Challenges in Current systems:
- Support for Large Enterprise Schemas – Lack of support for large enterprise graph databases with complex schemas
- Don’t provide recommendation to user on input query: No way of mapping input natural language (NL) query to enterprise schema with appropriate set of node and attribute values that preserve the schema relationships
- Unable to account for user preferences: No way of accounting for user feedback/preferences based on input query
- No Mechanism for identifying issues in the generation process: No way to course correct hallucinations, incorrect syntax, invalid relationships etc. in the generated cypher
- Support for Unseen Schemas: No way to generalize on unseen schema beyond the LLM’s black-box zero-shot capability
- Support for Follow Up Queries: No way to support follow up user queries based on initial user input query
Our Proposition:
The intent of this project is to focus on several important aspects which are missing from literature and can help in several ways in enabling querying with natural language for enterprise graph databases:
- Large Enterprise Schemas: Identify the subgraph that covers the entire intent of the user query from the large enterprise graph
- Recommendations to User: Identify user intent and correspondingly provide translations of user query that are mapped to subgraph with appropriate node, attribute and relationship names
- Recommendations to User: Provide appropriate values for identified nodes, attributes and relationships to user to consider user preferences
- Dynamic Templates: Dynamically generate NL, cypher statement pairs based on template patterns repository covering a variety of query patterns such as retrieval, path-based, multi-step, evaluation etc.
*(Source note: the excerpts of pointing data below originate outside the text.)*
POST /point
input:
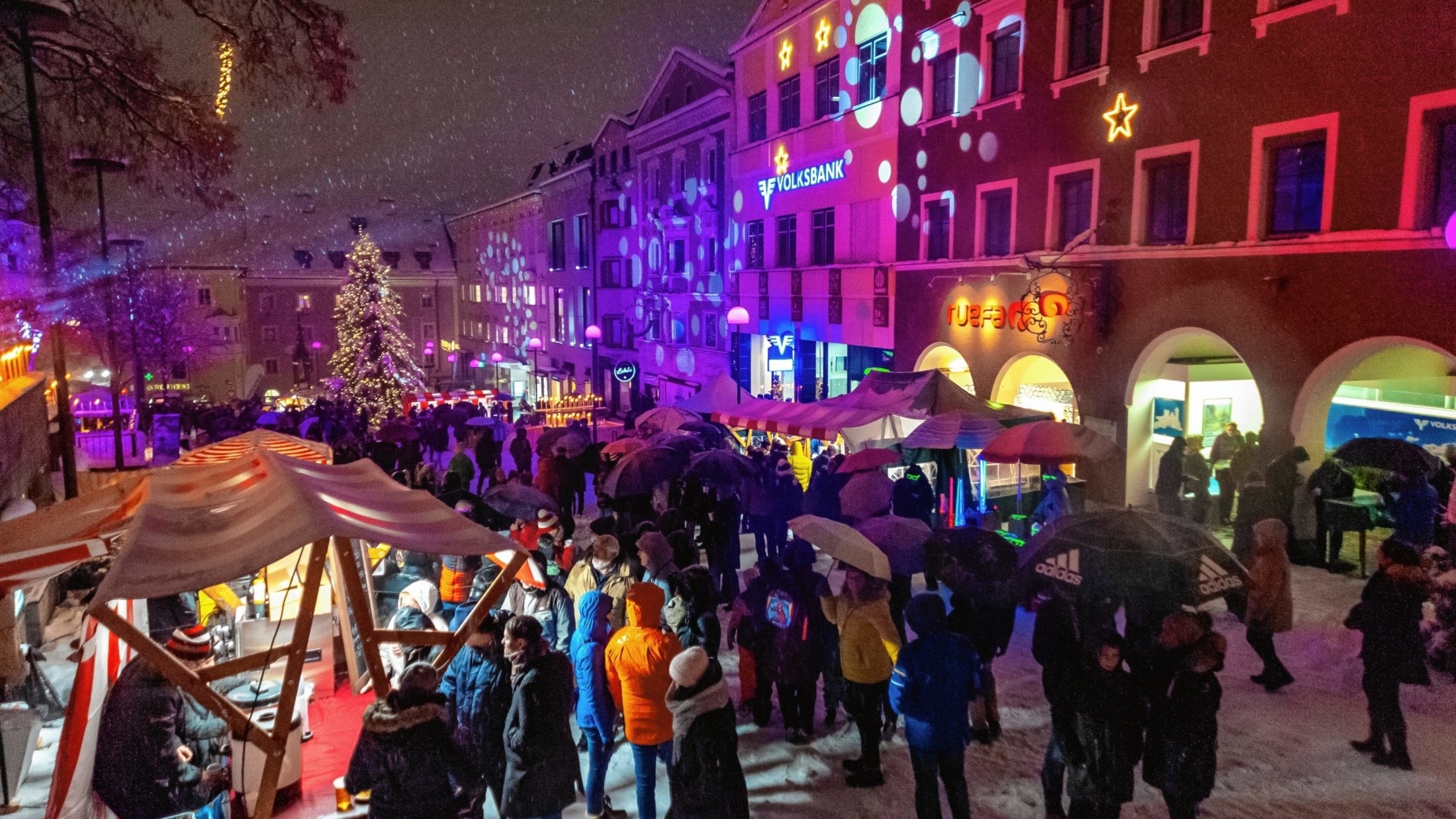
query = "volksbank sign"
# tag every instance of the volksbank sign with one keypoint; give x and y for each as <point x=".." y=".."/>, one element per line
<point x="805" y="178"/>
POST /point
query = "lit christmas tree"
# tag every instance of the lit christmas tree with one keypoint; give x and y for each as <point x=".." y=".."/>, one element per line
<point x="373" y="359"/>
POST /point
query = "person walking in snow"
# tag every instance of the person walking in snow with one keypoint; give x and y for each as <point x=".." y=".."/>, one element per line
<point x="868" y="648"/>
<point x="934" y="683"/>
<point x="705" y="776"/>
<point x="1270" y="601"/>
<point x="1389" y="618"/>
<point x="477" y="687"/>
<point x="638" y="677"/>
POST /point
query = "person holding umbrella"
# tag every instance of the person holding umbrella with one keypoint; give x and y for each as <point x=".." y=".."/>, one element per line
<point x="868" y="649"/>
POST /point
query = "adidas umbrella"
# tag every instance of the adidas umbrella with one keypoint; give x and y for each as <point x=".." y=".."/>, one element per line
<point x="1130" y="553"/>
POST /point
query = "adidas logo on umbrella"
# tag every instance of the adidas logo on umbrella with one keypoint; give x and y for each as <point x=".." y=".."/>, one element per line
<point x="1214" y="579"/>
<point x="1065" y="567"/>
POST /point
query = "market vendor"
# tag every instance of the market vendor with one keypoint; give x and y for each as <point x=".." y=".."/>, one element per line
<point x="146" y="769"/>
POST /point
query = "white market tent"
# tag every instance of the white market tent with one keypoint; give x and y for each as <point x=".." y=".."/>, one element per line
<point x="886" y="407"/>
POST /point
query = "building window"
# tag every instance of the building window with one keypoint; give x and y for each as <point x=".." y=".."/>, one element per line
<point x="1298" y="189"/>
<point x="583" y="242"/>
<point x="826" y="88"/>
<point x="759" y="117"/>
<point x="1168" y="184"/>
<point x="1073" y="206"/>
<point x="996" y="216"/>
<point x="790" y="104"/>
<point x="558" y="244"/>
<point x="1083" y="35"/>
<point x="1178" y="19"/>
<point x="1445" y="193"/>
<point x="938" y="229"/>
<point x="823" y="236"/>
<point x="942" y="85"/>
<point x="788" y="240"/>
<point x="753" y="234"/>
<point x="1007" y="62"/>
<point x="874" y="57"/>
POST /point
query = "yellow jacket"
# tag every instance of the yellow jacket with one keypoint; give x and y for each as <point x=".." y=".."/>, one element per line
<point x="868" y="642"/>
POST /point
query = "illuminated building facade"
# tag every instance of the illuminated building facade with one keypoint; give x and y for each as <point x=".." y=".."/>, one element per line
<point x="1145" y="216"/>
<point x="814" y="203"/>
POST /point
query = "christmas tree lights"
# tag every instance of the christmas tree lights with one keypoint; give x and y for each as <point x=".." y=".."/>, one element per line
<point x="375" y="359"/>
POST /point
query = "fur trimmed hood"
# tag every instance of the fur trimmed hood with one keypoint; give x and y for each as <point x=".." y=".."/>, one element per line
<point x="382" y="718"/>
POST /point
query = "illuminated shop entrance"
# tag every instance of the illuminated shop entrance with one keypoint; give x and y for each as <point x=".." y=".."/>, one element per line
<point x="1187" y="383"/>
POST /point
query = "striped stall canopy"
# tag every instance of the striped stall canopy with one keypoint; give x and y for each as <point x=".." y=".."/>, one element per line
<point x="207" y="525"/>
<point x="255" y="440"/>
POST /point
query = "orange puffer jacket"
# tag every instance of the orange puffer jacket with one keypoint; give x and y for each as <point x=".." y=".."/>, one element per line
<point x="638" y="661"/>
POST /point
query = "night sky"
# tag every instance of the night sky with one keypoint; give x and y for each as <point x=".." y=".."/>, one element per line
<point x="455" y="101"/>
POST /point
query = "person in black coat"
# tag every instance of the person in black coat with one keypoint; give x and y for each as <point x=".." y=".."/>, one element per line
<point x="478" y="696"/>
<point x="707" y="780"/>
<point x="404" y="755"/>
<point x="1389" y="618"/>
<point x="1181" y="757"/>
<point x="541" y="758"/>
<point x="1105" y="741"/>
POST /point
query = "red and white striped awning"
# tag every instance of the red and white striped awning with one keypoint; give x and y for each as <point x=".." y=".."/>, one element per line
<point x="255" y="440"/>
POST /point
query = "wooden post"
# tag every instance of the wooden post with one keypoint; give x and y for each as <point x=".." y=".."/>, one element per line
<point x="484" y="605"/>
<point x="292" y="678"/>
<point x="363" y="615"/>
<point x="175" y="672"/>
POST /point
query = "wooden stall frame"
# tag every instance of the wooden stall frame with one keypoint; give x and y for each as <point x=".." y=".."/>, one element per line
<point x="274" y="744"/>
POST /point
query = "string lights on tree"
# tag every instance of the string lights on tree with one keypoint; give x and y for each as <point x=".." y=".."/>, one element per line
<point x="375" y="359"/>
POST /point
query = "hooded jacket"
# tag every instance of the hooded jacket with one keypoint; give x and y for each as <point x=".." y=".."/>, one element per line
<point x="868" y="642"/>
<point x="478" y="694"/>
<point x="588" y="659"/>
<point x="405" y="758"/>
<point x="637" y="662"/>
<point x="935" y="679"/>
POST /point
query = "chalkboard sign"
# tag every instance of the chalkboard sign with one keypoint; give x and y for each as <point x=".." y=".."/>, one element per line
<point x="348" y="618"/>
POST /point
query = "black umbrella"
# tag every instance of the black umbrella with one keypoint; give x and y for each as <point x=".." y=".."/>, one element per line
<point x="721" y="468"/>
<point x="1392" y="455"/>
<point x="1120" y="553"/>
<point x="638" y="473"/>
<point x="519" y="501"/>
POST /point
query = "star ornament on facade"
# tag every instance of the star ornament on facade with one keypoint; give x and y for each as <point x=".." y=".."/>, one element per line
<point x="1120" y="119"/>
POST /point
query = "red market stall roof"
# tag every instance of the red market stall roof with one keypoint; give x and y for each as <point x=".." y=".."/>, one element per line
<point x="883" y="407"/>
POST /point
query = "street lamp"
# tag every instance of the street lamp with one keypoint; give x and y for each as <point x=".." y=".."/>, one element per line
<point x="594" y="337"/>
<point x="737" y="318"/>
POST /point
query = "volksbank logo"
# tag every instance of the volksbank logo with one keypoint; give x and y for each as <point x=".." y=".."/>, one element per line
<point x="1065" y="567"/>
<point x="805" y="178"/>
<point x="1214" y="579"/>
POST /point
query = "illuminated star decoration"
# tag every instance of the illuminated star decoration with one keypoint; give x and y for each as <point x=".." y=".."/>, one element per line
<point x="224" y="77"/>
<point x="1120" y="119"/>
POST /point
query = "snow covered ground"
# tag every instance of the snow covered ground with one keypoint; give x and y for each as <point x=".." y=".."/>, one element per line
<point x="1282" y="755"/>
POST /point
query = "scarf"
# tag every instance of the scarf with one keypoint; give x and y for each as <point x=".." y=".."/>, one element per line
<point x="688" y="710"/>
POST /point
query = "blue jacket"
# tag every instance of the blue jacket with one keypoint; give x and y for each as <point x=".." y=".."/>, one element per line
<point x="935" y="679"/>
<point x="594" y="706"/>
<point x="478" y="696"/>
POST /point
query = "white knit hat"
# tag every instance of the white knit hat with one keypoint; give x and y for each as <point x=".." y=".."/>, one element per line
<point x="689" y="666"/>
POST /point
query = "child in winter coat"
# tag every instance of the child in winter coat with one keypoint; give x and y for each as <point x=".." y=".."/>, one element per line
<point x="478" y="694"/>
<point x="404" y="754"/>
<point x="934" y="683"/>
<point x="1107" y="736"/>
<point x="707" y="780"/>
<point x="596" y="713"/>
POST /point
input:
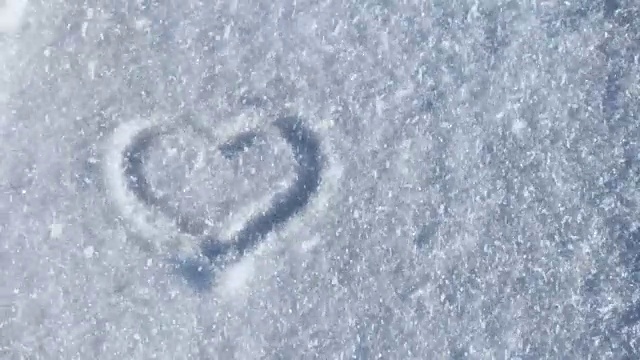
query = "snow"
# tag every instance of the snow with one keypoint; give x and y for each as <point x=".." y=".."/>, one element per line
<point x="304" y="179"/>
<point x="11" y="15"/>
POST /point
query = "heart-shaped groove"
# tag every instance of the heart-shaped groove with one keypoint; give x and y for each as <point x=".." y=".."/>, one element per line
<point x="137" y="183"/>
<point x="306" y="150"/>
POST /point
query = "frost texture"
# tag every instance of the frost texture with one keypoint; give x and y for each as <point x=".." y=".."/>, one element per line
<point x="479" y="194"/>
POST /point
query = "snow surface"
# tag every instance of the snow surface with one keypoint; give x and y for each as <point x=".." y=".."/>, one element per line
<point x="11" y="13"/>
<point x="463" y="183"/>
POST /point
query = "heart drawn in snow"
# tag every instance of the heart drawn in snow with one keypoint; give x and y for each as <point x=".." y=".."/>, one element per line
<point x="222" y="189"/>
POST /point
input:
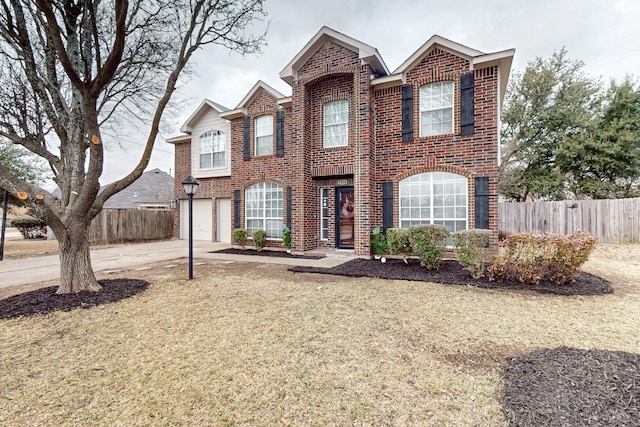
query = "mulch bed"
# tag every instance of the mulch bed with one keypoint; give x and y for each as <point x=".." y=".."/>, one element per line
<point x="452" y="273"/>
<point x="264" y="252"/>
<point x="572" y="387"/>
<point x="45" y="300"/>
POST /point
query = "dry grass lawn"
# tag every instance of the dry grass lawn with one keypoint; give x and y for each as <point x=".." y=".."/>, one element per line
<point x="256" y="345"/>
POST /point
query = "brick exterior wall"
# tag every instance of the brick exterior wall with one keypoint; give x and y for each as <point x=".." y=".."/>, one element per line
<point x="375" y="153"/>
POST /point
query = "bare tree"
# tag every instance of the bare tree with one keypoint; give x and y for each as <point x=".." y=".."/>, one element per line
<point x="70" y="69"/>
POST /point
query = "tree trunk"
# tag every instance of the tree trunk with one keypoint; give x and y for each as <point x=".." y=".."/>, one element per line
<point x="76" y="273"/>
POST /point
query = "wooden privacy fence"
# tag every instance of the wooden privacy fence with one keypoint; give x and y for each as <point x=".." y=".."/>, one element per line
<point x="130" y="225"/>
<point x="611" y="221"/>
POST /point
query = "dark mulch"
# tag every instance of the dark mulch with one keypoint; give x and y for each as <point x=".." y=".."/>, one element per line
<point x="45" y="300"/>
<point x="572" y="387"/>
<point x="264" y="252"/>
<point x="452" y="273"/>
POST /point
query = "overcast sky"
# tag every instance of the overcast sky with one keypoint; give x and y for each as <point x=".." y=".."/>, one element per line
<point x="604" y="34"/>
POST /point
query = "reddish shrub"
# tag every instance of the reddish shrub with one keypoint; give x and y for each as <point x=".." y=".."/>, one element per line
<point x="531" y="258"/>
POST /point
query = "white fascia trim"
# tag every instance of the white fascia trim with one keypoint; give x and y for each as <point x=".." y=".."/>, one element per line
<point x="389" y="81"/>
<point x="199" y="112"/>
<point x="234" y="114"/>
<point x="366" y="53"/>
<point x="448" y="45"/>
<point x="259" y="84"/>
<point x="503" y="60"/>
<point x="178" y="139"/>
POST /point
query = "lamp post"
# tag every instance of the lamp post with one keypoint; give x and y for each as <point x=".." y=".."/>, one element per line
<point x="190" y="186"/>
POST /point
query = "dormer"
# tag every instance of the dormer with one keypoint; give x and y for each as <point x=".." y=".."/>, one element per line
<point x="475" y="58"/>
<point x="367" y="54"/>
<point x="210" y="137"/>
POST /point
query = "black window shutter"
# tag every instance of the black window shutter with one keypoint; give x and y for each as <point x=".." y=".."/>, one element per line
<point x="387" y="205"/>
<point x="236" y="208"/>
<point x="407" y="113"/>
<point x="280" y="133"/>
<point x="482" y="201"/>
<point x="289" y="207"/>
<point x="246" y="138"/>
<point x="466" y="104"/>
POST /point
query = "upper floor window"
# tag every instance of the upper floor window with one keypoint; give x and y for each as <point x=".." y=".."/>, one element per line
<point x="213" y="150"/>
<point x="263" y="209"/>
<point x="434" y="198"/>
<point x="264" y="136"/>
<point x="436" y="109"/>
<point x="336" y="124"/>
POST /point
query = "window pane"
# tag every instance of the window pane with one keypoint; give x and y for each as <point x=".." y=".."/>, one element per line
<point x="263" y="209"/>
<point x="336" y="124"/>
<point x="263" y="136"/>
<point x="205" y="161"/>
<point x="436" y="109"/>
<point x="433" y="197"/>
<point x="213" y="148"/>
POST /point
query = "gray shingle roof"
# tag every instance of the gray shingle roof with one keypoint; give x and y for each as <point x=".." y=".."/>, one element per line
<point x="154" y="187"/>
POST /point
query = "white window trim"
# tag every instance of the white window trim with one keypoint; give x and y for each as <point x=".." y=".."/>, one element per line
<point x="325" y="125"/>
<point x="453" y="103"/>
<point x="264" y="217"/>
<point x="322" y="198"/>
<point x="225" y="137"/>
<point x="432" y="219"/>
<point x="256" y="136"/>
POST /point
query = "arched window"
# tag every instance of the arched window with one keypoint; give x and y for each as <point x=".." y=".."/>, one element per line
<point x="263" y="209"/>
<point x="213" y="150"/>
<point x="336" y="124"/>
<point x="436" y="109"/>
<point x="434" y="198"/>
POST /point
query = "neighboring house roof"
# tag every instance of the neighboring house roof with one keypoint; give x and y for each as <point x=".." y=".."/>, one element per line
<point x="241" y="108"/>
<point x="154" y="187"/>
<point x="202" y="109"/>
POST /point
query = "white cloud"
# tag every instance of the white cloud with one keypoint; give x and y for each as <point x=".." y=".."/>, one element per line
<point x="603" y="34"/>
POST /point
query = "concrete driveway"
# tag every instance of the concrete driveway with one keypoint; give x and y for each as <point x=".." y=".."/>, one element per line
<point x="22" y="271"/>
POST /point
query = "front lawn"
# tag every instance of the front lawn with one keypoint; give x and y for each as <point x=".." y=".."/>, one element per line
<point x="252" y="344"/>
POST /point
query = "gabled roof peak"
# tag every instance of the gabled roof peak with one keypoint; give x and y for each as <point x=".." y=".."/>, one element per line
<point x="197" y="114"/>
<point x="367" y="54"/>
<point x="437" y="41"/>
<point x="253" y="92"/>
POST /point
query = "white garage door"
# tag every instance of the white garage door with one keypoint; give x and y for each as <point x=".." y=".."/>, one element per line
<point x="224" y="220"/>
<point x="202" y="219"/>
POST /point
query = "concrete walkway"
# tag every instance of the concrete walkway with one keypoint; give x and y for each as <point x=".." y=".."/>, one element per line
<point x="24" y="271"/>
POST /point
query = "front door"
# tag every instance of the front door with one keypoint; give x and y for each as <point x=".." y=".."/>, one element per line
<point x="344" y="216"/>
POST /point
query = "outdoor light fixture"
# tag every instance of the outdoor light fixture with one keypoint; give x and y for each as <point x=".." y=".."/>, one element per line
<point x="190" y="186"/>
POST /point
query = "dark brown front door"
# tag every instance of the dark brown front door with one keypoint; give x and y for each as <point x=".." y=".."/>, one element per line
<point x="344" y="216"/>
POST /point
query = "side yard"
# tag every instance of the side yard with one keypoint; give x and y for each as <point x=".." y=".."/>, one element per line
<point x="254" y="344"/>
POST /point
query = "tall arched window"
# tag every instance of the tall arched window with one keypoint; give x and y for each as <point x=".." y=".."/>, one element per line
<point x="336" y="124"/>
<point x="434" y="198"/>
<point x="263" y="209"/>
<point x="213" y="149"/>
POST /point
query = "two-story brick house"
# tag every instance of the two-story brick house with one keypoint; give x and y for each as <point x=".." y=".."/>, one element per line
<point x="355" y="146"/>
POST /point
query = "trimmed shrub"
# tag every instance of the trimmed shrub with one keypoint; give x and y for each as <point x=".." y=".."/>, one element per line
<point x="259" y="239"/>
<point x="240" y="237"/>
<point x="429" y="242"/>
<point x="378" y="241"/>
<point x="469" y="246"/>
<point x="31" y="228"/>
<point x="531" y="258"/>
<point x="398" y="242"/>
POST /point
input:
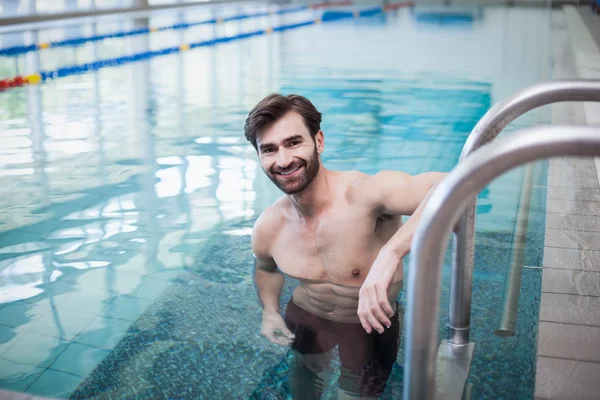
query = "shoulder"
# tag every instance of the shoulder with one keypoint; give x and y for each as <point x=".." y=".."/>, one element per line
<point x="266" y="228"/>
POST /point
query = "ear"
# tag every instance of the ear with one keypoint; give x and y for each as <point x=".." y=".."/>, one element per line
<point x="320" y="141"/>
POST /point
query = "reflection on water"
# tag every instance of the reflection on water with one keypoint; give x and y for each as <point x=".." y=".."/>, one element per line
<point x="129" y="195"/>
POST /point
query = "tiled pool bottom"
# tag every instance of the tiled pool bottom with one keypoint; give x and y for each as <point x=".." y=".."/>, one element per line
<point x="200" y="338"/>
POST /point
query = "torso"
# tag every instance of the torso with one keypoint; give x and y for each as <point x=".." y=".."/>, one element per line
<point x="331" y="255"/>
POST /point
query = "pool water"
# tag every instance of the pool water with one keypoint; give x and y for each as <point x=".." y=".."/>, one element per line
<point x="129" y="192"/>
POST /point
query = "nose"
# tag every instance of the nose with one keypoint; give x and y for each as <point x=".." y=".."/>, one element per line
<point x="284" y="158"/>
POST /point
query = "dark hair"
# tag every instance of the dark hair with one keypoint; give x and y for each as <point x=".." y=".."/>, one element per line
<point x="275" y="106"/>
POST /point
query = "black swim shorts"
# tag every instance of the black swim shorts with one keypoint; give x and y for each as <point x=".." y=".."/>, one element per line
<point x="367" y="359"/>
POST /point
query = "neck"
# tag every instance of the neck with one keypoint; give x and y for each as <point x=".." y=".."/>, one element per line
<point x="316" y="197"/>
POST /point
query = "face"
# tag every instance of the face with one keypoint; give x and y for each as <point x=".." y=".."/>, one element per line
<point x="288" y="154"/>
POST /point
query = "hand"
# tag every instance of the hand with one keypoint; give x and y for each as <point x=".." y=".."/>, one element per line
<point x="374" y="309"/>
<point x="274" y="329"/>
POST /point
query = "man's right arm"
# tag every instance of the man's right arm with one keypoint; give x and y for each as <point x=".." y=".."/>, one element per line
<point x="268" y="281"/>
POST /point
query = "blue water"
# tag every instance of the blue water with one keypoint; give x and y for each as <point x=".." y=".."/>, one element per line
<point x="129" y="193"/>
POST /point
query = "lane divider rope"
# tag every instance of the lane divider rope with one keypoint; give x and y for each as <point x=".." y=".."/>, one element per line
<point x="34" y="79"/>
<point x="15" y="50"/>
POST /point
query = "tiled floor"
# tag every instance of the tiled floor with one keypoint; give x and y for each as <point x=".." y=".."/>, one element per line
<point x="568" y="362"/>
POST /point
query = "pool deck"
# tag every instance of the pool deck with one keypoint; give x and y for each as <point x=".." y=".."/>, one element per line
<point x="568" y="359"/>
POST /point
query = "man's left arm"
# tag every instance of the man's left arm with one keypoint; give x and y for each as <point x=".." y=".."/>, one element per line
<point x="393" y="193"/>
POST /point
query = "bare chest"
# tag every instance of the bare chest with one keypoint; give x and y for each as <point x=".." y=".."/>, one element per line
<point x="339" y="246"/>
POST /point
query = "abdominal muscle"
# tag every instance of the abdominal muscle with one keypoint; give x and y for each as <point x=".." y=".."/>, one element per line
<point x="335" y="302"/>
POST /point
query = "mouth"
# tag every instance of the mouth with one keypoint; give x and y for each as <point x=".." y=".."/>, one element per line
<point x="290" y="173"/>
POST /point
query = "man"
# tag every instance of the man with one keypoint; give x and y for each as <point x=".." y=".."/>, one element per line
<point x="340" y="234"/>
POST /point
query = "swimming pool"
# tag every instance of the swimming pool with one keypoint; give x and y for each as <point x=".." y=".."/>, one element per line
<point x="130" y="191"/>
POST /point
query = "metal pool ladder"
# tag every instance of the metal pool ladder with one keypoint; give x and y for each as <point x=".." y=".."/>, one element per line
<point x="452" y="207"/>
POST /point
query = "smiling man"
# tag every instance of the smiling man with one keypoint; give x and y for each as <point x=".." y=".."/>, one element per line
<point x="340" y="234"/>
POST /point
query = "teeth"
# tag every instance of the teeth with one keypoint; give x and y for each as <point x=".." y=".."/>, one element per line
<point x="290" y="172"/>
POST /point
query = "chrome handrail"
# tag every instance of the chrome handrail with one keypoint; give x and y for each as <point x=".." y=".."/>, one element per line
<point x="440" y="215"/>
<point x="488" y="128"/>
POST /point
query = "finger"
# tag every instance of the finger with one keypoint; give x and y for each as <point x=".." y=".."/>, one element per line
<point x="362" y="313"/>
<point x="273" y="338"/>
<point x="285" y="331"/>
<point x="376" y="312"/>
<point x="384" y="302"/>
<point x="282" y="340"/>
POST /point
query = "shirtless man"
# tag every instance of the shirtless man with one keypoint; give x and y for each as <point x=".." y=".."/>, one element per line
<point x="340" y="234"/>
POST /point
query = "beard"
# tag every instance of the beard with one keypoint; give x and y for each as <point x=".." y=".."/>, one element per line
<point x="298" y="183"/>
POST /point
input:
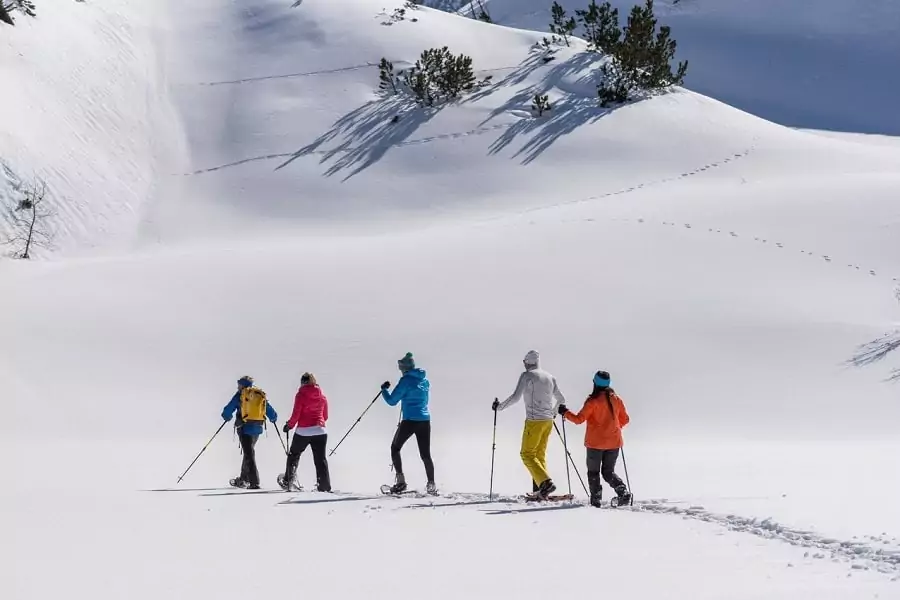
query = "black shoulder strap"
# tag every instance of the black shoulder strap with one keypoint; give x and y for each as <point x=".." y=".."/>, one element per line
<point x="611" y="409"/>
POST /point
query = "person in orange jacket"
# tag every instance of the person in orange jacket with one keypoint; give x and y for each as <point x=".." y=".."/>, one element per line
<point x="605" y="414"/>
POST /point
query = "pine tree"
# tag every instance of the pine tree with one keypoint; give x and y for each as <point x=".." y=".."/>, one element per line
<point x="561" y="25"/>
<point x="386" y="76"/>
<point x="601" y="23"/>
<point x="24" y="6"/>
<point x="642" y="60"/>
<point x="4" y="14"/>
<point x="540" y="104"/>
<point x="646" y="54"/>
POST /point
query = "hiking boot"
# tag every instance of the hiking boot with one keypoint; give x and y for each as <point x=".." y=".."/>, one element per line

- Self-Healing: Agentic workflow to course-correct the generated cypher based on user intent, enterprise schema, syntax etc.
- Conversational Search: Agentic workflow to enable conversational aspect of querying
- Creating Benchmark Dataset: Create a benchmark dataset containing NL,Cypher pairs for training/finetuning LLMs
Expected Outcomes:
The expected outcomes are multi-fold
1. Creation of a benchmark dataset for the task of text2cypher
2. Implementation of various end-to-end baselines for the task of text2cypher
3. Experimental analysis of baselines for the task
4. Writing and submitting a paper to a tier 1 AI conference such as IJCAI, AAAI, NeurIPS, KDD, ACL etc.
Expected Skill Set:
The candidate must be well-versed with theory and concepts in the domain of generative AI. The candidate is expected to know prompt-engineering, few-shot learning, chain of thought prompting, RAG, agentic workflows etc. and have prior experience in implementing these techniques. The candidate must also be self-sufficient in driving experiments with various LLM models, have familiarity with SLM models, and some prior experience of writing a research paper is also appreciated.